Two months ago, Tina Oh, a climate justice activist and student at the University of New Brunswick found herself being harassed. After harassing Oh online the person then began following Oh around with a camera and posting the videos onto white supremacist forums.

From there, it escalated to physical threats made by both the harasser and her network of white supremacists. "By the time I went to the police, they had just kind of jotted down the incident and that they would send it to an officer in her district," Oh told me. The officers in question allegedly also told Oh, "Police get videotaped all the time, but we don't complain." Not only that, but she also claimed she received a call later where an officer told her, "It's not a crime to have people disagree with you."

Advertisement

Mary McComish of Calgary told me of a similar experience she faced when her online harassment was escalated to authorities. After a screenshot of her Tinder profile was posted and mocked on an online forum, she began receiving threats of people wanting to physically harm her. When her mother decided to report the harassment to her local authorities, she said the situation left her helpless. "They were very nice but there was absolutely nothing they could do. They knew nothing about Tinder or the internet and I spent the majority of the time explaining both to them." They promised to keep in touch but never followed up with McComish's report, telling her only to keep her social media accounts private.

"I ended up having to do everything myself, emailing people to prove my identity and having the threads removed." Still, it wasn't much of a solution for McCormish because they person who began the threads remains at large and faces no consequences.

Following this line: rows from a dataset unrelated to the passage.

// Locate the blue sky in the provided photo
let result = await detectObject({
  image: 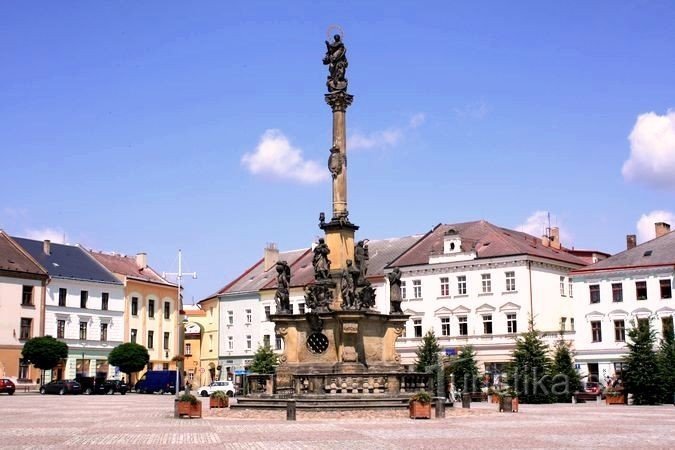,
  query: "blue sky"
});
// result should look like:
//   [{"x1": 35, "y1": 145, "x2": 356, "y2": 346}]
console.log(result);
[{"x1": 0, "y1": 1, "x2": 675, "y2": 301}]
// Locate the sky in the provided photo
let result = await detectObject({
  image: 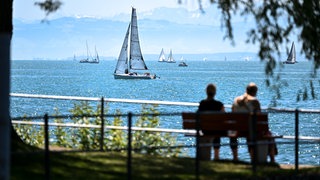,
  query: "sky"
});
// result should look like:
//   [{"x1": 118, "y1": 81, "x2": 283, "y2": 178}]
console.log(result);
[
  {"x1": 13, "y1": 0, "x2": 204, "y2": 21},
  {"x1": 12, "y1": 0, "x2": 298, "y2": 59}
]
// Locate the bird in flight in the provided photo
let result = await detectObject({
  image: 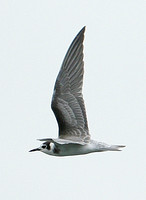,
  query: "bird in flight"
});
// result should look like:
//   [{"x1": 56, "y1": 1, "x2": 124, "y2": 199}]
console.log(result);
[{"x1": 30, "y1": 27, "x2": 125, "y2": 156}]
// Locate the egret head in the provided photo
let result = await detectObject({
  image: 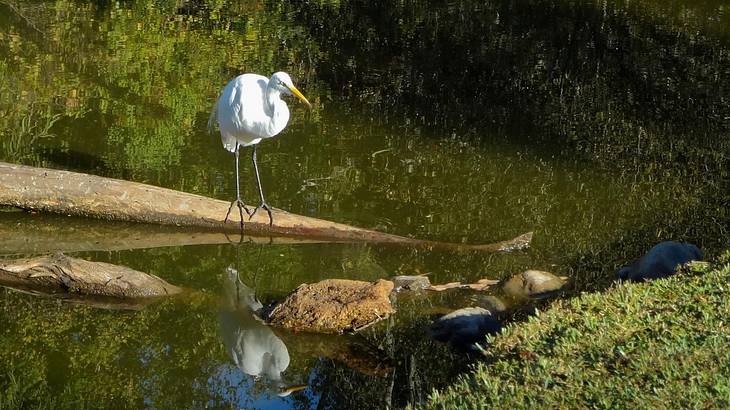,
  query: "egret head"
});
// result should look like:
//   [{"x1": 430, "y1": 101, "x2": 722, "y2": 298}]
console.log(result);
[{"x1": 269, "y1": 71, "x2": 312, "y2": 108}]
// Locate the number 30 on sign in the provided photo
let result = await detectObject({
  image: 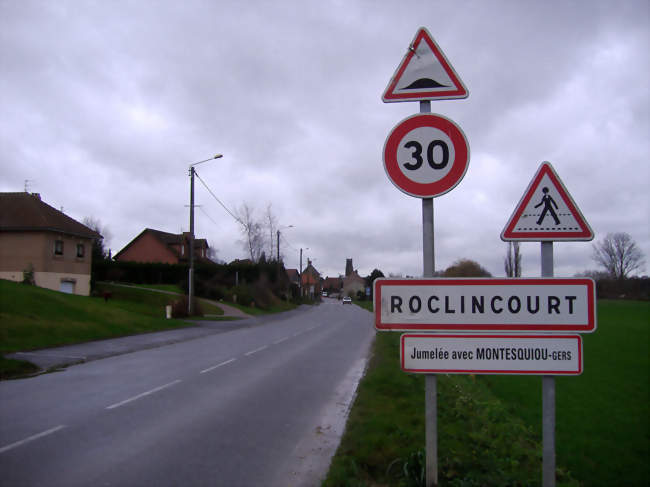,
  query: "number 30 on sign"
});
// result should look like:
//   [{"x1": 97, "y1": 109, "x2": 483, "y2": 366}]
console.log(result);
[{"x1": 384, "y1": 113, "x2": 469, "y2": 198}]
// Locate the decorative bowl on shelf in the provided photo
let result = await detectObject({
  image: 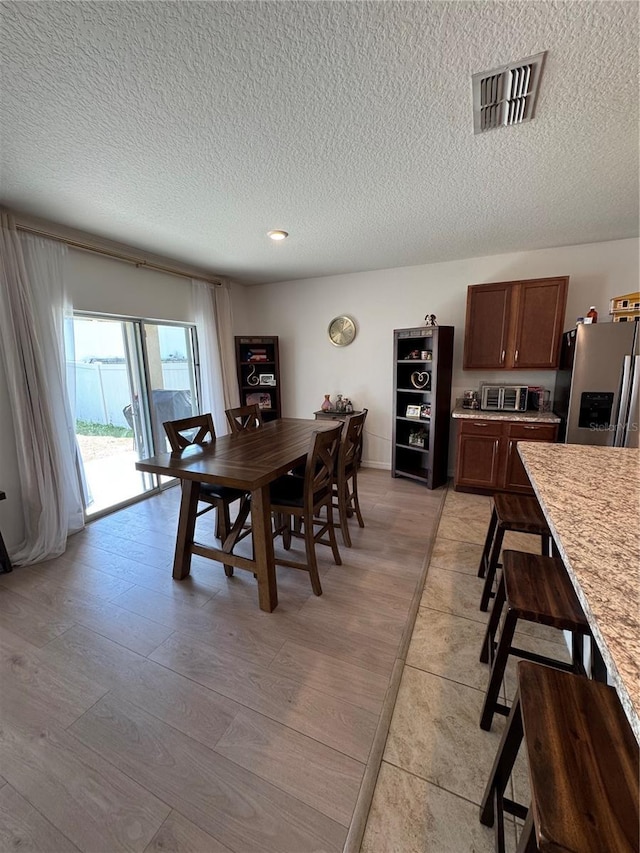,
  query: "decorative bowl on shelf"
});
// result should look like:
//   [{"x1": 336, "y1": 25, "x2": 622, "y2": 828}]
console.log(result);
[{"x1": 411, "y1": 370, "x2": 431, "y2": 391}]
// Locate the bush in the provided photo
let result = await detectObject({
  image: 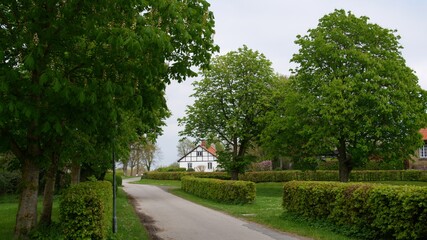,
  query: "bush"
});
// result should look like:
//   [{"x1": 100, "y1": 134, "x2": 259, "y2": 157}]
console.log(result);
[
  {"x1": 60, "y1": 181, "x2": 113, "y2": 239},
  {"x1": 156, "y1": 167, "x2": 187, "y2": 172},
  {"x1": 239, "y1": 170, "x2": 427, "y2": 183},
  {"x1": 181, "y1": 176, "x2": 256, "y2": 204},
  {"x1": 239, "y1": 170, "x2": 339, "y2": 183},
  {"x1": 283, "y1": 181, "x2": 427, "y2": 239}
]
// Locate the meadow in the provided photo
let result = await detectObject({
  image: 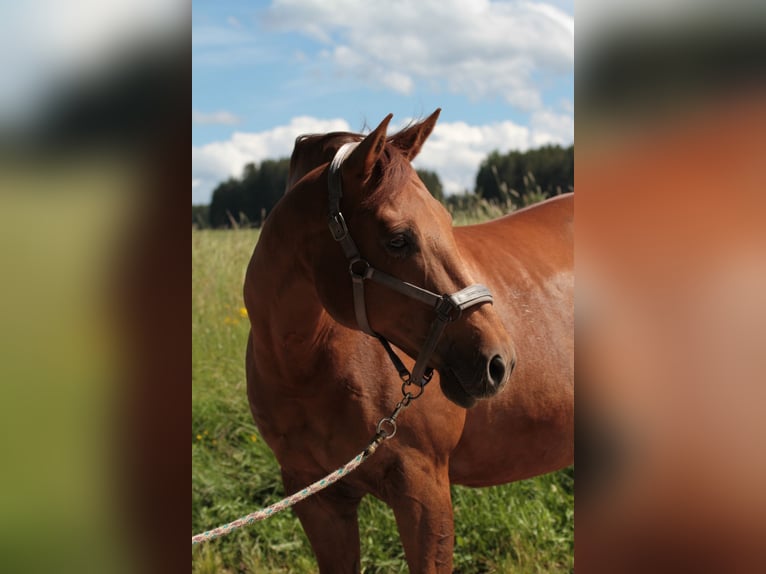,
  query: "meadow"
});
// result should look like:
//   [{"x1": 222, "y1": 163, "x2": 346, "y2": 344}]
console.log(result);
[{"x1": 191, "y1": 226, "x2": 574, "y2": 574}]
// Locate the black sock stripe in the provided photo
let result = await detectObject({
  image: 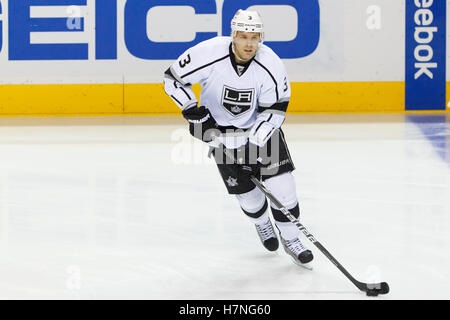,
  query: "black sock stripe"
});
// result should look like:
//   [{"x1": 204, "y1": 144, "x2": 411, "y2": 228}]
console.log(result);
[{"x1": 241, "y1": 199, "x2": 268, "y2": 218}]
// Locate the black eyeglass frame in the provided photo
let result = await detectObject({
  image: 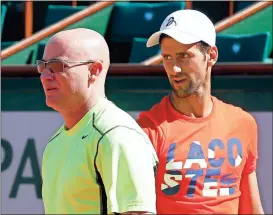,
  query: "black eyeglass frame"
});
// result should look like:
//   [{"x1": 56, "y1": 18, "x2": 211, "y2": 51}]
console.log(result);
[{"x1": 36, "y1": 59, "x2": 103, "y2": 74}]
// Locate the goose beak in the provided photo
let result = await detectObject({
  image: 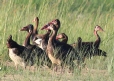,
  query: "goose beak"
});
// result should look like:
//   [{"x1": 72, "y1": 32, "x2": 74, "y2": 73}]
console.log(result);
[
  {"x1": 34, "y1": 39, "x2": 42, "y2": 45},
  {"x1": 20, "y1": 26, "x2": 28, "y2": 31},
  {"x1": 41, "y1": 24, "x2": 49, "y2": 30}
]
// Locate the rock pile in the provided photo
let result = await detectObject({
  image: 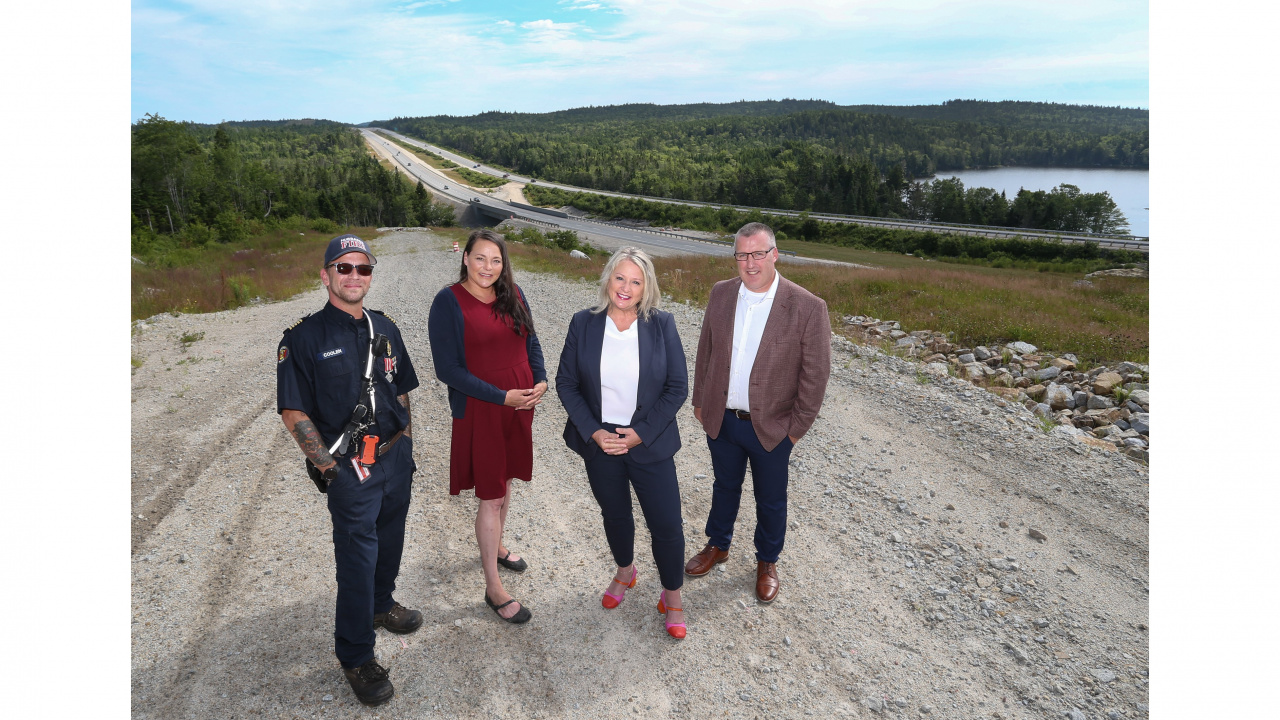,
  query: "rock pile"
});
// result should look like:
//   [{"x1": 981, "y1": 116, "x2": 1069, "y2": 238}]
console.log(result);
[{"x1": 845, "y1": 315, "x2": 1151, "y2": 461}]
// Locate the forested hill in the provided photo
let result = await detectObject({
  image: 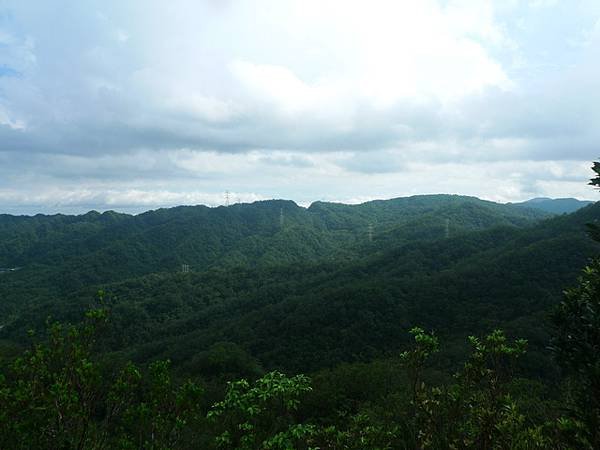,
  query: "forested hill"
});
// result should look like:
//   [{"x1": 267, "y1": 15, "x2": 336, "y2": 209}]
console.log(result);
[
  {"x1": 514, "y1": 197, "x2": 594, "y2": 214},
  {"x1": 0, "y1": 196, "x2": 600, "y2": 373},
  {"x1": 0, "y1": 195, "x2": 547, "y2": 284}
]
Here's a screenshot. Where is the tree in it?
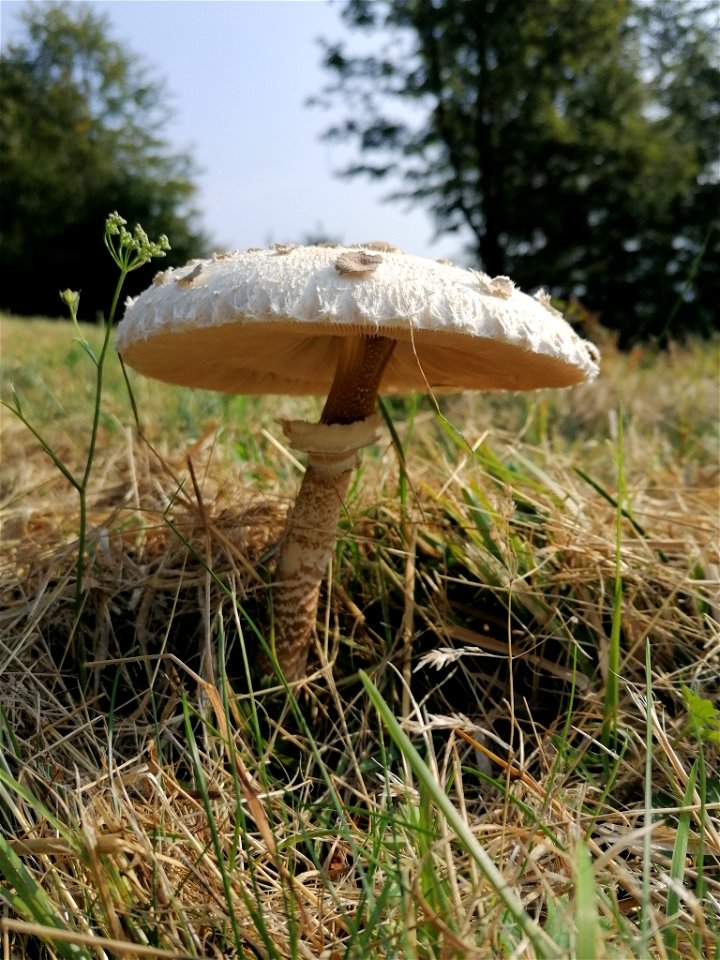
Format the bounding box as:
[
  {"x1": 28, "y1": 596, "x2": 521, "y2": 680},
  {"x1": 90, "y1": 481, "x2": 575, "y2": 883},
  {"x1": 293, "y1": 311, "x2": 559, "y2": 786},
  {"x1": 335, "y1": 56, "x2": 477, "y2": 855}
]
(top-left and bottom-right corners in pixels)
[
  {"x1": 313, "y1": 0, "x2": 720, "y2": 342},
  {"x1": 0, "y1": 3, "x2": 207, "y2": 320}
]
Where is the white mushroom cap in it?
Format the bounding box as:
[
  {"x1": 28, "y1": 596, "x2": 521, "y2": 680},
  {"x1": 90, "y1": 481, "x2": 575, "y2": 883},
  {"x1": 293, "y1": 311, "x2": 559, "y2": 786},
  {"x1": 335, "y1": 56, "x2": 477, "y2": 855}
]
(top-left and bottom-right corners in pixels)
[{"x1": 116, "y1": 244, "x2": 599, "y2": 394}]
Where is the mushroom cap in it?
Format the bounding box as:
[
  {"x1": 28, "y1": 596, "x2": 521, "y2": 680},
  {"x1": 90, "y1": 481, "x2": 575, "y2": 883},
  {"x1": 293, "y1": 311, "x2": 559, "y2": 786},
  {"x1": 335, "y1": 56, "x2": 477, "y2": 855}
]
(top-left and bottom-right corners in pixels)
[{"x1": 116, "y1": 243, "x2": 599, "y2": 395}]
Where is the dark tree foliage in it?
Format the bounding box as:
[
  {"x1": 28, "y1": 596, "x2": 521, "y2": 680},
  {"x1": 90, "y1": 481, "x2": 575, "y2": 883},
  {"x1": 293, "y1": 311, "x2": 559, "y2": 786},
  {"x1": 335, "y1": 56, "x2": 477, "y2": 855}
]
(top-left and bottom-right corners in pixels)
[
  {"x1": 313, "y1": 0, "x2": 720, "y2": 343},
  {"x1": 0, "y1": 3, "x2": 207, "y2": 320}
]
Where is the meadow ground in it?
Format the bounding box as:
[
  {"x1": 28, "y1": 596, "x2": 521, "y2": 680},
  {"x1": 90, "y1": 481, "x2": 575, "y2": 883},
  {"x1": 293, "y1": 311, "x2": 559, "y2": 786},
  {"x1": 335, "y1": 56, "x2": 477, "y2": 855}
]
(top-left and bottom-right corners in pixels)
[{"x1": 0, "y1": 317, "x2": 720, "y2": 960}]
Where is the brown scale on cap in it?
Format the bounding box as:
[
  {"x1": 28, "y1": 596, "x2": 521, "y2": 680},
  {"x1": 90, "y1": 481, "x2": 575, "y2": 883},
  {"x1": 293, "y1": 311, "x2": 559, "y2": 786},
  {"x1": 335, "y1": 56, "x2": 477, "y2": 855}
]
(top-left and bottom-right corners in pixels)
[
  {"x1": 175, "y1": 263, "x2": 203, "y2": 287},
  {"x1": 335, "y1": 250, "x2": 382, "y2": 277}
]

Robert Currie, a law professor at Dalhousie University and an expert in social media law says it's complicated when comparing the threats uttered against regular people and government officials.

"Your gut instinct and mine should be that everybody should be treated equally and any threat is worthy of investigation," Currie told me. Like with the cases of Oh and McComish, getting different treatment with different police forces has a lot to do with how savvy various police forces are.

Advertisement

"You hear a lot of stories of serious complaints and evidence of harassment being dismissed sometimes because the police officers in question don't have enough experience or knowledge about how it all works." Because of the complexities of social media platforms, oftentimes it's difficult to understand exactly where the threats originate and the resources in finding out where the threats originate from can be a factor in how deeply reports are investigated.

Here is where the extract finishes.